Her attention was suddenly arrested by a face above the small steady flame of a briquet. It was a thin worn face, probably that of an officer recently discharged from hospital. His expression was ironic and unperturbed and his eyes flashed about the room exhibiting a lively curiosity. An Englishman, probably; nothing there of the severity of the American military countenance; although, to be sure, that had relaxed somewhat these last weeks under the blandishments of Paris. Nevertheless...quite apart from the military, there was the curious unanalyzable difference between the extremely well-bred American face and the extremely well-bred English face. It might be that the older civilization did not take itself quite so seriously....
Obeying an impulse, which, she assured herself later, was but the sudden reaction to frivolity from the horror that had possessed her, she took a match unceremoniously from the hand of a neighbor, lit it and held it below her own face. The man's eyes met hers instantly, opened a little wider, then narrowed.
She looked at him steadily...interested...something...somewhere...stirring. The match burnt her fingers and was hastily extinguished. At the same time she became aware of a fuller effulgence just beyond the pillars and that people were moving on, some retreating toward the hall. She was carried forward and a little later turned her head, forgetting for a moment the humorous face that still had seemed to beckon above the white disks that inspired her with no interest whatever.
Against the central pillar stood the King, and on either side of him two officers of his suite, as rigid as men in armor, held aloft each a great candelabra taken from the wall. All the candles in the branches had been lit and shone down on the composed and somewhat expressionless face of the King. The strange group looked like a picture in some old cathedral window.
The scene lasted only a moment. Then the King, bowing courteously, left the room, still between the candelabra; and, followed by his ambassador, whose face was far paler than his, ascended the staircase.
A Frenchman beside Alexina cursed softly and she learned the meaning of the dramatic finale to a superb but rather dull function. There had been no attempt at assassination. A lead fuse had melted; the ambassador, who had taxed his imagination to honor his King, had forgotten to give the order that electricians remain on guard to avert just such a calamity as this.
As the explanation ran round the room people began to laugh and chatter rapidly as if they feared the sudden reaction might end in hysteria.
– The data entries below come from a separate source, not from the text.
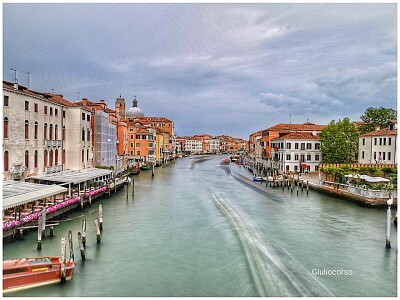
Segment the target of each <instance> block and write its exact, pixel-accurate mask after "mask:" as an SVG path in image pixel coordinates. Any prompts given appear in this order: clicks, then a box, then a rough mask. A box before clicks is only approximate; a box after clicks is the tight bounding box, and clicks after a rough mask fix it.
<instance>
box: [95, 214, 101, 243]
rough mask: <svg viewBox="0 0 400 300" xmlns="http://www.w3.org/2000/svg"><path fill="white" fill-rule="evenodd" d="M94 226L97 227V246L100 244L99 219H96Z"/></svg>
mask: <svg viewBox="0 0 400 300" xmlns="http://www.w3.org/2000/svg"><path fill="white" fill-rule="evenodd" d="M94 225H96V239H97V244H100V239H101V236H100V226H99V219H98V218H95V219H94Z"/></svg>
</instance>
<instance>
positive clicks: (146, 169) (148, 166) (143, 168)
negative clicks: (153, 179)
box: [140, 164, 151, 171]
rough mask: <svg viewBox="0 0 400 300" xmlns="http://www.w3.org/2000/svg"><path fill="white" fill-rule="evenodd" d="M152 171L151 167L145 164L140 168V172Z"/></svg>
mask: <svg viewBox="0 0 400 300" xmlns="http://www.w3.org/2000/svg"><path fill="white" fill-rule="evenodd" d="M150 169H151V166H150V165H148V164H143V165H141V166H140V170H142V171H146V170H150Z"/></svg>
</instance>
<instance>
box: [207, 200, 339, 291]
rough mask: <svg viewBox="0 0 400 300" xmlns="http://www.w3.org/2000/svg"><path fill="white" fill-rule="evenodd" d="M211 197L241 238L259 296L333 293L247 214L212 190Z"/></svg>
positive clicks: (217, 206) (240, 240)
mask: <svg viewBox="0 0 400 300" xmlns="http://www.w3.org/2000/svg"><path fill="white" fill-rule="evenodd" d="M212 197H213V201H214V203H215V205H216V206H217V207H218V208H219V209H220V210H221V212H222V213H223V214H224V215H225V217H226V218H227V219H228V220H229V222H230V223H231V224H232V226H233V228H234V230H235V232H236V234H237V236H238V237H239V240H240V242H241V244H242V247H243V250H244V253H245V256H246V259H247V263H248V266H249V270H250V274H251V277H252V280H253V283H254V286H255V290H256V291H257V293H258V294H259V296H261V297H265V296H275V297H286V296H292V297H296V296H301V297H305V296H334V295H333V294H332V293H331V292H330V291H329V290H328V289H327V288H326V287H325V286H324V285H323V284H322V283H321V282H319V281H318V280H317V279H316V278H315V277H314V276H312V274H311V273H310V272H309V271H308V270H307V269H306V268H305V267H304V266H303V265H302V264H300V263H299V262H298V261H297V260H296V259H295V258H294V257H292V256H291V255H290V254H289V253H287V252H286V251H285V250H284V249H282V248H277V247H274V246H272V245H270V244H268V243H265V241H263V239H261V238H260V237H259V235H258V234H257V231H256V230H255V229H254V228H252V226H251V225H250V224H249V222H246V220H245V218H243V216H244V213H238V210H237V209H235V208H234V207H233V205H232V204H230V203H229V202H228V201H226V200H224V199H223V198H222V197H220V196H218V195H217V194H216V193H212ZM283 262H284V263H283Z"/></svg>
But although all the candles had now been lit, the effort to revive the mild exhilaration of the evening was fruitless. They wanted to get away. Many still believed that a plot had been balked, and that the assassins were lurking in one of the many rooms of the hotel.
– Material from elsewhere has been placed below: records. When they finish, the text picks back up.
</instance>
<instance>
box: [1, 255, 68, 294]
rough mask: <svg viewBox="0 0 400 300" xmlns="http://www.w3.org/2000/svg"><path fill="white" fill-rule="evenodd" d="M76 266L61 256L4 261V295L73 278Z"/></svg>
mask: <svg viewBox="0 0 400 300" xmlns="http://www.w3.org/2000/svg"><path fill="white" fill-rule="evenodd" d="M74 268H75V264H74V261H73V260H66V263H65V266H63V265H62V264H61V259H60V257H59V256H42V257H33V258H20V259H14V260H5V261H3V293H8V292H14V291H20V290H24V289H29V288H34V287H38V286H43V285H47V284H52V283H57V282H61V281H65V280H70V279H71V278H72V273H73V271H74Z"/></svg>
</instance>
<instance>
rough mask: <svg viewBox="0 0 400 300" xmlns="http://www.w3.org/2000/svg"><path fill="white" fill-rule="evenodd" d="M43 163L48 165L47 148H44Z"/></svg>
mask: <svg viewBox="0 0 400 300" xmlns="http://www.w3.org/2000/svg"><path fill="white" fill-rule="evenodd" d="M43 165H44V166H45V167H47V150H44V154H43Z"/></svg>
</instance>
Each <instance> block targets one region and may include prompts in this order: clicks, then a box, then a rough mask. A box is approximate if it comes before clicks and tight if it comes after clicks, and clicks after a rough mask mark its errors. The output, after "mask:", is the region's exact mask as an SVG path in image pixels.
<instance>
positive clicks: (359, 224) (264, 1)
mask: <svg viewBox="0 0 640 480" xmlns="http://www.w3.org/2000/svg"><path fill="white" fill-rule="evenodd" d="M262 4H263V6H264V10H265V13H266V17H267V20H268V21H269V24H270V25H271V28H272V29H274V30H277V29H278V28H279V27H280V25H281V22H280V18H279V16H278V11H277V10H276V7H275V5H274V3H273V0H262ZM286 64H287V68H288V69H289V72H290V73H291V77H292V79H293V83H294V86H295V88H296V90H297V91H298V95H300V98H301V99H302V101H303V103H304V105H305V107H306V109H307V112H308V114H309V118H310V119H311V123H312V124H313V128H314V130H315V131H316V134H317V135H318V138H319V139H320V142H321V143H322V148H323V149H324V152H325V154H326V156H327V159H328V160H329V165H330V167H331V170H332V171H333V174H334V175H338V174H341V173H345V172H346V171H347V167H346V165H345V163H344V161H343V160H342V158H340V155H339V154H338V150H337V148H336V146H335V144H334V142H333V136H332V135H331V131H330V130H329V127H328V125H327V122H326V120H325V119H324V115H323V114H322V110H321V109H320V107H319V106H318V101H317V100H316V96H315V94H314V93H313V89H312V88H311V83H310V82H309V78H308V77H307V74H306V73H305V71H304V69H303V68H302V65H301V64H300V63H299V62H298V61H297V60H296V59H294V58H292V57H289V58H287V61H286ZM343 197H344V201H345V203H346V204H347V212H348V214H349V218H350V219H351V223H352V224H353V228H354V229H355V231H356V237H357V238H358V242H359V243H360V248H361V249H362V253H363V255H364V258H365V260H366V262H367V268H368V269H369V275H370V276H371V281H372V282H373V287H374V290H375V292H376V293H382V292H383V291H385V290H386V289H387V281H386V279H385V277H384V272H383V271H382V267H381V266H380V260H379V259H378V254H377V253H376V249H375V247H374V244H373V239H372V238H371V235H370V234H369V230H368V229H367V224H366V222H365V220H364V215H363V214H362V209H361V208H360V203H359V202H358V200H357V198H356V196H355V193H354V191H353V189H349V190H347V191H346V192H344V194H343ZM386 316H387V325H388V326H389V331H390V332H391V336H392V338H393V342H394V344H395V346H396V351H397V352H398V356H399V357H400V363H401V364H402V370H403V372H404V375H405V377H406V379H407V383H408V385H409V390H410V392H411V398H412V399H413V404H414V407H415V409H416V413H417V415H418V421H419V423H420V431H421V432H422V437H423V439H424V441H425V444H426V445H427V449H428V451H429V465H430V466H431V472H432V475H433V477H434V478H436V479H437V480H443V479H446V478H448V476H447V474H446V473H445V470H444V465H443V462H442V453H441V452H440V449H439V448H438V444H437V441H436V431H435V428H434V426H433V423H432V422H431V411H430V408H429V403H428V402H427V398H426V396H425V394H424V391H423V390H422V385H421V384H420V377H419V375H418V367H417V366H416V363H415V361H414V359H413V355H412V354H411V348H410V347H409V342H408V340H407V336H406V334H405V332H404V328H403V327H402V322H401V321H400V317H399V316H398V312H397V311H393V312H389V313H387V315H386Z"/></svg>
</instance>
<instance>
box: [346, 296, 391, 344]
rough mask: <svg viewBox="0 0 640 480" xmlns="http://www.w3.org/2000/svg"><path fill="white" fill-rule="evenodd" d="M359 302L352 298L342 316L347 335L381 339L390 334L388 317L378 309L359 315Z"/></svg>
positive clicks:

Alexina met Olive de Morsigny in the dressing-room, and found her white and shaking, although for four years she had proved herself a woman of strong nerves as well as of untiring effort.
"Great heaven!" she whispered, as she helped Alexina on with her wrap. "If he had been assassinated! In Paris! I thought Andre would faint. His last wound is barely healed. Come, let us get out of this. Who knows?...In Paris!..."
Their car had to wait its turn. As Alexina stood with her silent friends in the porte cochere the certainty grew that some one was watching her. That officer! Who else? She flashed her eyes over the crowd about her, then into the densely packed hall behind. But she encountered no pair of eyes even remotely humorous, no face in any degree familiar....Later she whirled about again....There was a pillar...easy to dodge behind it....At this moment Andre took her elbow and gently piloted her into the car.